CONCEPT-BASED CLINICAL NURSING SKILLS
2ND EDITION

CHAPTER NO. 01: FOUNDATIONS OF SAFE CLIENT CARE
MULTIPLE CHOICE QUESTION & ANSWERS

1. To meet a requirement of the 2021 American Association of Colleges of Nursing Essentials,
what topic does nursing faculty focus on throughout the curriculum?
a. Nursing process
b. Safety science
c. Ergonomics
d. Information technology


ANS: B
The 2021 AACN Essentials states that “Provision of safe, quality care necessitates knowing
and using established and emerging principles of safety science in care delivery” (p. 43).
Nursing students are taught to use the nursing process, but this is not confined to patient
safety. Ergonomics is a subset of safety science that studies people and their work
environments. Information technology can be used to improve safety.
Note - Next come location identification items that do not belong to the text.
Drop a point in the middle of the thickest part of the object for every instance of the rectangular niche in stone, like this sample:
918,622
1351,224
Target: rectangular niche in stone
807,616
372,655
DIF: Cognitive Level: Remembering TOP: Integrated Process: Teaching-Learning


2. A nurse meets the assigned clients at the start of a shift. After performing hand hygiene and
introducing one’s self, what does the nurse do next?
a. Begin a head-to-toe assessment.
b. Identify the client using two identifiers.
c. Assess the client for pain.
d. Ensure the call light is within reach.


ANS: B

, A critical task in healthcare for safety, client identification is paramount for preventing errors.
After performing hand hygiene and introducing him- or herself, the nurse identifies the client
using two unique identifiers. The head-to-toe and pain assessments come shortly afterward.
The nurse ensures the client can reach the call light prior to leaving the room.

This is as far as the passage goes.